Years of hidden tensions in the Egyptian Actors’ Union (Nekabet El Mehan El Tatheeleya: Syndicate of Actors’ professions), started to surface during the days of the 25 January Revolution.
The events led to the resignation – or as union members claim, the removal – of Ashraf Zaki as head of the Actors’ Union. In the following hours and days, nine members of the board submitted their resignation, leaving the twelve member board with only two people: Sami Nawar and Khalil Morsi.
According to the rules of the union, when more than half of the board steps down, the board is silenced. With the board dismantled, Khalil Morsi took charge of general cleansing of the union from its accumulated corruption. “I oppose the ideology put in place by Ashraf Zaki,” Morsi told Ahram Online. “Now it is time to rebuild the union for the benefit of all its members.”
“Ashraf Zaki was a representative of the old government. He was very close to Anas el Fekky (former Minister of Communications and Information Technology) and his actions in the Actors’ union reflected el Fekky’s strategies in many ways,” a source told Ahram Online.
“We all knew that Zaki was a political figure, directly linked to former president Hosni Mubarak,” Morsi agrees. One of the repeated complaints of union members is based on the fact that the law of the syndicate was bent, depending on the personal benefits of its head and a few persons on the board, and the preferential standpoints were very obvious.
Morsi revealed that favouritism towards chosen members are among a long list of accusations against Zaki. “When one of the actors, considered as belonging to Zaki’s camp faced health problems, Zaki extended every support through the union's resources. This was not the case with many other members who found themselves in similar circumstances,” Morsi recalls.
“Zaki didn’t work for the syndicate or its people. Syndicate members are obliged to pay 2--5 per cent of their contracted income to the union and do not get much in return,” the source explained. “The syndicate can offer a maximum of LE 1500 ($150) yearly assistance to members needing help with their medical treatments. This figure was relative, depending on who was addressing Zaki for support.”
Some of the syndicate members stress that Zaki was supporting preferred union members by putting them on the map with work possibilities – many through his relations with Anas el Fekky, and influencing his choices – and understandably, these same actors were strong supporters of Zaki as head of the syndicate.

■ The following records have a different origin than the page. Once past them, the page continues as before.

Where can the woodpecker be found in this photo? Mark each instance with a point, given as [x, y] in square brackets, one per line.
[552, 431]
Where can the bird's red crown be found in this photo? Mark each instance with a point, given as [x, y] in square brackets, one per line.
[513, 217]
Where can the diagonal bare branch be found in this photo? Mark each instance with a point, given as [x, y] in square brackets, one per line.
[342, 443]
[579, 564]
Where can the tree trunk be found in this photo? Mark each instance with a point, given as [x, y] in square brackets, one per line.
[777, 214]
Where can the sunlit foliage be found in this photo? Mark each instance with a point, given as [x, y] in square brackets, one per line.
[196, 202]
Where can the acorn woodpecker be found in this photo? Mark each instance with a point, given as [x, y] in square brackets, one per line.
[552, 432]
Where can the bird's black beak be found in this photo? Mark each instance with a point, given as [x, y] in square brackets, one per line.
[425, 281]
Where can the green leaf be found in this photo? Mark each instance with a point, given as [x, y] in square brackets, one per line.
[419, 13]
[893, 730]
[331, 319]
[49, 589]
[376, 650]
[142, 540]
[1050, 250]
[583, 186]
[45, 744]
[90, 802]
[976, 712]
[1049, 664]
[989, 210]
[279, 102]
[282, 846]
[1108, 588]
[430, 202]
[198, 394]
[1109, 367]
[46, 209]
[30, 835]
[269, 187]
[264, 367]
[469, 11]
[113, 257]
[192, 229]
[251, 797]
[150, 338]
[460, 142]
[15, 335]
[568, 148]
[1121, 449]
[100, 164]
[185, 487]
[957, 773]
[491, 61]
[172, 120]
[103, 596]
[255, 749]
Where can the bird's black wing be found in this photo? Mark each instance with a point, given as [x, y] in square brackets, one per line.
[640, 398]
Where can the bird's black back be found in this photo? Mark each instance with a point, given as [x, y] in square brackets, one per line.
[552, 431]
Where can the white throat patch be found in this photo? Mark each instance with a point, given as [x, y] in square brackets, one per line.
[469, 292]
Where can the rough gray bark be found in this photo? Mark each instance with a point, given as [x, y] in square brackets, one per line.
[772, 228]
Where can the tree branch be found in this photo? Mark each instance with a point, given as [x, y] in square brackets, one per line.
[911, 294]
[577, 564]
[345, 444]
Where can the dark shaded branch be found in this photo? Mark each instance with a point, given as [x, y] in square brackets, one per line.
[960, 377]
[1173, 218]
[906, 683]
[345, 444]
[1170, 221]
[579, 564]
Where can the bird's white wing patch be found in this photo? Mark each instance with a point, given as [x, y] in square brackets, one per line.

“During the revolution, Zaki was one of the faithful executives behind el Fekky’s ideas, such as pro-Mubarak demonstrations organised by a number of artists in front of the television building,” another source told Ahram Online. “He ordered a number of union administration workers to take part in those demonstrations.”
Today, the Actors’ Union is going through radical changes. “We are planning to arrange a General Assembly which will address all the members and lead to the creation of a new board,” Morsi told Ahram Online. Members of the union insist on holding fair elections for the new board very soon, as well as revising and possibly changing several points in the union regulations, for the general benefit of all the members.
Meetings are being held in the Actors’ Union club in order to proceed with the plan of changes, though it has not been set when the General Assembly will be organised.